The lost learning time, particularly in the younger grades, translates into weaker mathematics and reading skills, and these become long-term deficits for students even years down the road, according to the new report publish last year.
Those findings are consistent with a recent study by the University of Chicago’s Consortium on Chicago School Research, which found that preschoolers who were chronically absent had weaker social-emotional development, and more trouble with basic academic skills later on, than their peers with better attendance.

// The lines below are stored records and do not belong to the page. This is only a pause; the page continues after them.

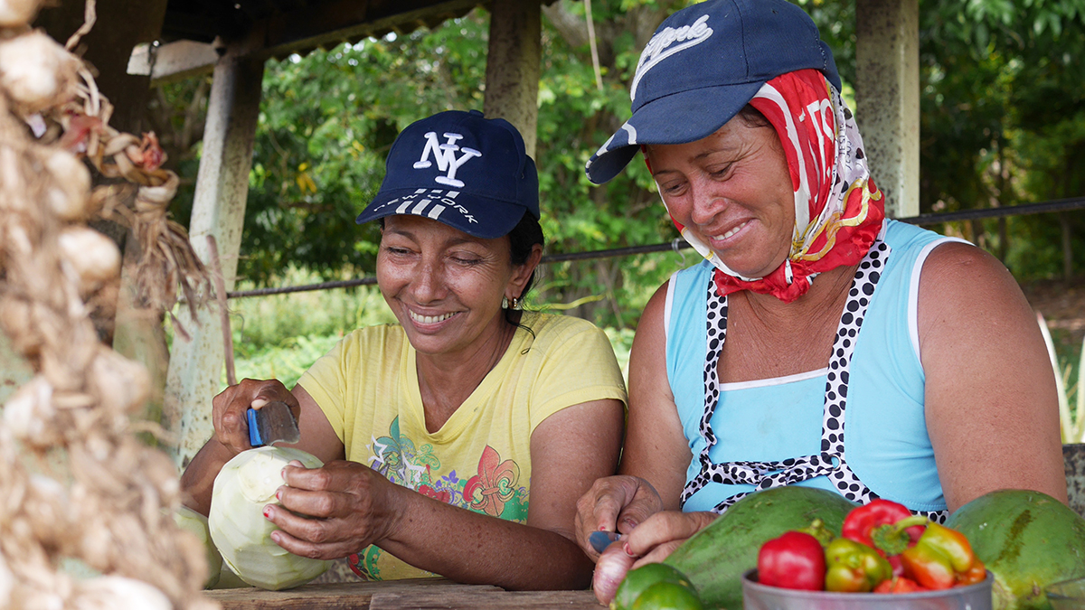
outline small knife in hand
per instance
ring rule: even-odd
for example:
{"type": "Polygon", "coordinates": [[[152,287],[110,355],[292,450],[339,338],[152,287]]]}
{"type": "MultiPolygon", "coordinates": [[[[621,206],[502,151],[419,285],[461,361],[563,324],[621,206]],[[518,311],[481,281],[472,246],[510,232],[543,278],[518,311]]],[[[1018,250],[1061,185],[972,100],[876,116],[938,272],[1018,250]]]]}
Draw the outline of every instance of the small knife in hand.
{"type": "Polygon", "coordinates": [[[621,539],[622,534],[618,534],[617,532],[591,532],[588,536],[588,542],[591,544],[591,548],[596,549],[596,552],[607,550],[607,547],[609,547],[611,543],[621,539]]]}
{"type": "Polygon", "coordinates": [[[254,447],[275,443],[296,443],[302,437],[297,418],[290,405],[272,401],[258,409],[248,409],[248,444],[254,447]]]}

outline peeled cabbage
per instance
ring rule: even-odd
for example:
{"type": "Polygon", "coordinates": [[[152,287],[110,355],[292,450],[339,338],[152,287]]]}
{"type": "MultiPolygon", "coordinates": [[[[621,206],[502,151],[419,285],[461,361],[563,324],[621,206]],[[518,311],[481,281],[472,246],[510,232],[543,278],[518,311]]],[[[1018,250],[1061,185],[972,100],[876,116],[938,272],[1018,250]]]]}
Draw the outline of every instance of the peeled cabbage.
{"type": "Polygon", "coordinates": [[[207,523],[222,561],[242,581],[279,590],[303,585],[331,564],[294,555],[271,541],[277,528],[264,517],[264,507],[278,504],[282,469],[291,460],[306,468],[323,466],[317,457],[291,447],[265,446],[242,452],[226,462],[215,479],[207,523]]]}
{"type": "Polygon", "coordinates": [[[174,522],[177,523],[178,528],[192,532],[203,543],[207,559],[207,581],[204,582],[204,588],[212,588],[218,584],[218,577],[222,571],[222,556],[215,548],[215,544],[210,542],[207,518],[187,506],[182,506],[174,513],[174,522]]]}

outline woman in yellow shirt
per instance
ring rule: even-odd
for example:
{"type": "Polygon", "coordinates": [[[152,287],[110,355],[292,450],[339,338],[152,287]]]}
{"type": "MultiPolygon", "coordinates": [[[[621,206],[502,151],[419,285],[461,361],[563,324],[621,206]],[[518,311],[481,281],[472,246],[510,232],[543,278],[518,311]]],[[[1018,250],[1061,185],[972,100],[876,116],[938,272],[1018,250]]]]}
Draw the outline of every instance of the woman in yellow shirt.
{"type": "Polygon", "coordinates": [[[382,223],[378,283],[399,323],[356,330],[293,391],[244,380],[216,396],[189,505],[206,513],[215,474],[250,448],[245,410],[283,401],[296,446],[326,462],[286,467],[282,507],[265,510],[286,550],[350,557],[370,579],[586,587],[575,503],[615,470],[625,386],[595,326],[519,307],[538,215],[509,123],[452,111],[407,127],[358,217],[382,223]]]}

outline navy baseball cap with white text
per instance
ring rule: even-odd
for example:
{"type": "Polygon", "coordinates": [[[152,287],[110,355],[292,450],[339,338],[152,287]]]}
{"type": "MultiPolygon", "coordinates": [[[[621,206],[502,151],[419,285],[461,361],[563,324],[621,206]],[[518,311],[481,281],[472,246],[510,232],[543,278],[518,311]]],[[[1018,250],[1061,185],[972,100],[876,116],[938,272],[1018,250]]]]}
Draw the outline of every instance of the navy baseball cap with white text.
{"type": "Polygon", "coordinates": [[[832,51],[814,21],[784,0],[707,0],[667,17],[629,86],[633,116],[588,160],[601,185],[640,144],[684,144],[714,134],[781,74],[816,68],[840,90],[832,51]]]}
{"type": "Polygon", "coordinates": [[[417,120],[396,137],[385,169],[359,225],[412,214],[494,239],[508,234],[525,212],[539,217],[535,162],[503,118],[447,111],[417,120]]]}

“Chronic absenteeism” is defined by the researchers as missing at least 10 percent of instructional time over the course of an academic year. That’s about 18 days. Recent research found that in American schools, one in ten kindergarten and first- graders are meeting that threshold, which amounts to a month of instructional days. The Everyone Graduates Center at Johns Hopkins University conservatively estimates that 10 to 15 percent of the nation’s K-12 population is not attending school on a regular basis.
While it’s a truism that children can’t learn when they’re not in school, historically chronic absenteeism hasn’t received much attention in the broader debate over how to improve outcomes for students. That is beginning to change as schools search for ways to improve learning outcomes. At Swan Christian College we have commenced a monitoring program designed to tell us more about student absentee patterns and the impact it has on their learning.
Our initial goal is to build awareness of the importance of monitoring attendance so all students have the chance to learn and succeed. We need to start right away to connect students who are struggling with poor attendance with positive, engaging supports and to activities that will motivate them to attend class every day. Parents are welcome to contact us if they feel they have a problem getting their child to school on a regular basis.
As we go into the mid-year break, I would like to wish all students a happy and relaxing holiday and look forward to seeing you all back here ready to learn and be the best you can in second semester.